Ein kurzer Blick in mein Zimmer und dann stand ich auf dem Fensterbrett. Der Baum, der günstiger weise neben dem Haus stand bot mir einen idealen Fluchtweg, den ich schon des öfteren ausprobiert hatte, jedoch niemals wirklich zum flüchten genutzt hatte. Doch Noemi und ihre Techniken mich im Haus zu behalten wurden immer raffinierter, sodass ich mich gezwungen sah zu dieser Maßnahme zu greifen.
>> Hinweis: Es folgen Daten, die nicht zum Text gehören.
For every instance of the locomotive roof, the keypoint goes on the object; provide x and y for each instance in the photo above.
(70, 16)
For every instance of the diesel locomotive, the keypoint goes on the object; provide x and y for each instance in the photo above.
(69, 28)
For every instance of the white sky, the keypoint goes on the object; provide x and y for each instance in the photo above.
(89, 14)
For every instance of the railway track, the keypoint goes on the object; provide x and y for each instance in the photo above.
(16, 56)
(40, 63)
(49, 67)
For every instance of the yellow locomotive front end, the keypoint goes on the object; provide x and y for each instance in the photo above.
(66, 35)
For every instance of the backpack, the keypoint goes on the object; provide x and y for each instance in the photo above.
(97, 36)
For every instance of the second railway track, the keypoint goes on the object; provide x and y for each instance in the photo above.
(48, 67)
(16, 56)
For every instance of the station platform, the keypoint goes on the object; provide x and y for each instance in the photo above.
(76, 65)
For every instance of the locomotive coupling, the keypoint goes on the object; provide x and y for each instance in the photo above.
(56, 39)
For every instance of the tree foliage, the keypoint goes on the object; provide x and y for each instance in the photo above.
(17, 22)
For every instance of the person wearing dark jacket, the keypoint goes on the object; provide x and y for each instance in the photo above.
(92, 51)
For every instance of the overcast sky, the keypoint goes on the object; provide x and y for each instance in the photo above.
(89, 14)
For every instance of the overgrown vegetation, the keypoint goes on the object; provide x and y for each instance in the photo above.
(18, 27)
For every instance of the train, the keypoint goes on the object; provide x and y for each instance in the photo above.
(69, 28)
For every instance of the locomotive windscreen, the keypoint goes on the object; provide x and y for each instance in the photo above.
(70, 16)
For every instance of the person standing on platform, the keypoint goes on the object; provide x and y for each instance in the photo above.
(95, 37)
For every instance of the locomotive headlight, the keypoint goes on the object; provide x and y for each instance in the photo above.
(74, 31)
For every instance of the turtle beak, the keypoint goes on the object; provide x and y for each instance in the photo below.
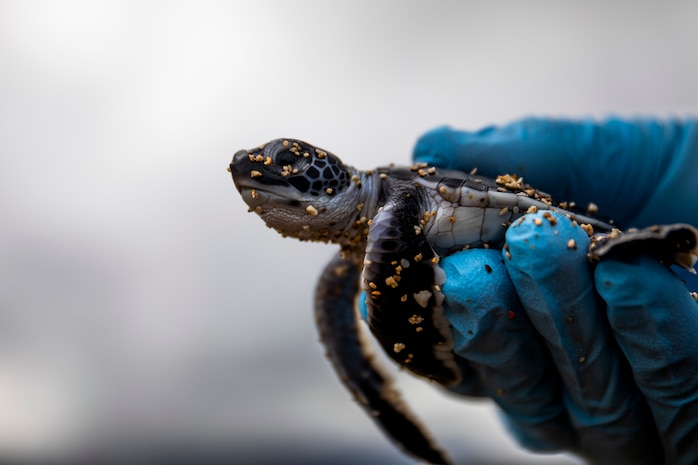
(239, 166)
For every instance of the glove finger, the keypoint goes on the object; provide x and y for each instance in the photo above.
(546, 259)
(633, 170)
(494, 337)
(655, 322)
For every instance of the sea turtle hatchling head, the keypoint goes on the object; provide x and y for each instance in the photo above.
(393, 225)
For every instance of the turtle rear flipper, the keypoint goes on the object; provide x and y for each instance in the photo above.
(337, 322)
(671, 244)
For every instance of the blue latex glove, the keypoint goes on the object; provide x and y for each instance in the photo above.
(598, 359)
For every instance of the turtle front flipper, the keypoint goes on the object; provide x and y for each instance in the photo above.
(337, 322)
(671, 244)
(402, 280)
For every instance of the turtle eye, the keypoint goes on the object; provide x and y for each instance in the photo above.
(286, 158)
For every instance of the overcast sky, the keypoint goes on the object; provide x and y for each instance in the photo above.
(139, 302)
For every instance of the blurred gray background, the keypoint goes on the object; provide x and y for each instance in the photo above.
(142, 310)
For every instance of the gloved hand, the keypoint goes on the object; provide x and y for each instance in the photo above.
(597, 359)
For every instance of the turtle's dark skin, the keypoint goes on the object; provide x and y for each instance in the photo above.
(392, 226)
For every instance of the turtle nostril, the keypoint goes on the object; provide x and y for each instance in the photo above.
(239, 155)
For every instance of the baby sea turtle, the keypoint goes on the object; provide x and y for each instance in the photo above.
(392, 225)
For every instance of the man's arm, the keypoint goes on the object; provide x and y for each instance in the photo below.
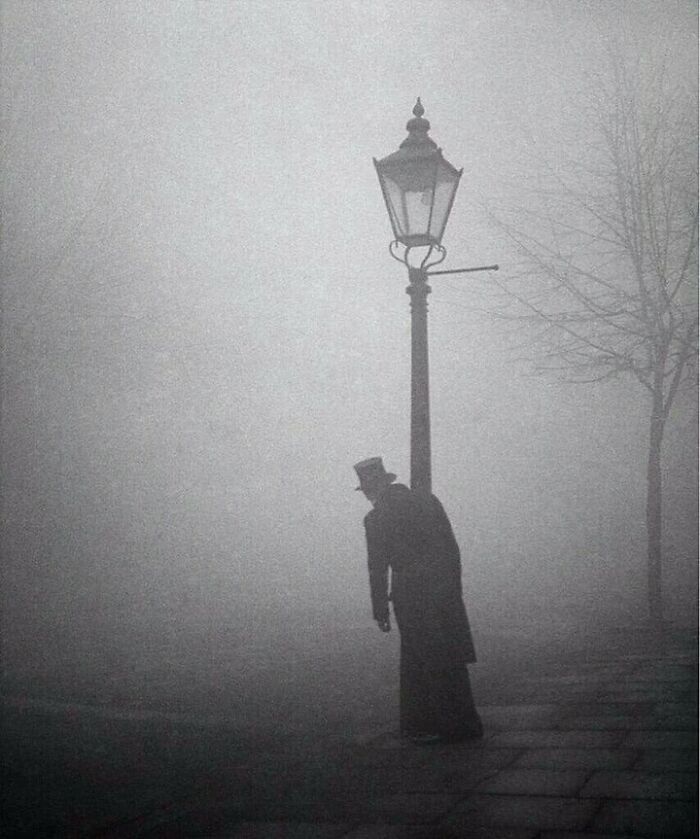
(378, 567)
`Wahrscheinlich wird sie den Baum dann fällen lassen, wenn sie bemerkt, wie ich diesmal raus gekommen bin´, dachte ich grimmig. Nur gut, dass ich nicht vorhatte nochmal wiederzukommen.
Noch einenletzten Blick gestattete ich mir, mit dem ich versuchte mir das Haus noch einmal so vorzustellen, wie es gewesen war, als es meinen Vater noch gegeben hatte.
>Our Home is our Castle< war sein Spruch gewesen, wenn er mich mal wieder getröstet hatte, ja mit ihm an meiner Seite hatte mich nichts einschüchtern können, mit ihm an meiner Seite war ich unschlagbar gewesen. Früher hatte ich einmal an Gott geglaubt, inzwischen hasste ich ihn. Hasste ihn dafür, das er mir diesen Menschen genommen hatte, einfach so ohne jeglichen Grund.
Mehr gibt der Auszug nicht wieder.